One of the few times I got him talking about his war experiences was after I came home from a Contiki tour of Europe which had included a visit to Monte Cassino, the Italian town which was the scene of a famous, but ultimately futile, battle on the Allied advance up Italy in 1944.

My father was a trooper (‘drooper’, he said) in the 20th Battalion and Armoured Regiment – part of the Second NZEF. He drove a tank, initially in Egypt and North Africa; it was a British-made Crusader with a 37mm gun. Useless, he said. Kept breaking down. Couldn’t handle the sand. Engine overheated, and 37mm was just a popgun against the German tanks with 75mm guns.

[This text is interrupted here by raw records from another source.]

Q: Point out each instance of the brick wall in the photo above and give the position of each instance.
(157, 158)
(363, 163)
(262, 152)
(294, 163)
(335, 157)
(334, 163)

Stuart Bishop, Cairo, late 1942 early 1943. Photo supplied by the Bishop family

In Italy, he drove an American-made Sherman tank. Much better engine, better gears, and it had a 75mm gun which matched most, but not all, of the German armour – they had some Tiger tanks with 88mm guns, but fortunately for us, not that many.

The big clash of arms for him was at Monte Cassino. When I went there in 1980, I made a point of visiting the town and taking lots of photos. I showed him these on my return, and he became (for him) very animated and instantly recalled a series of incidents.

It was one of the few times he talked about his war experience. Very typical of his generation.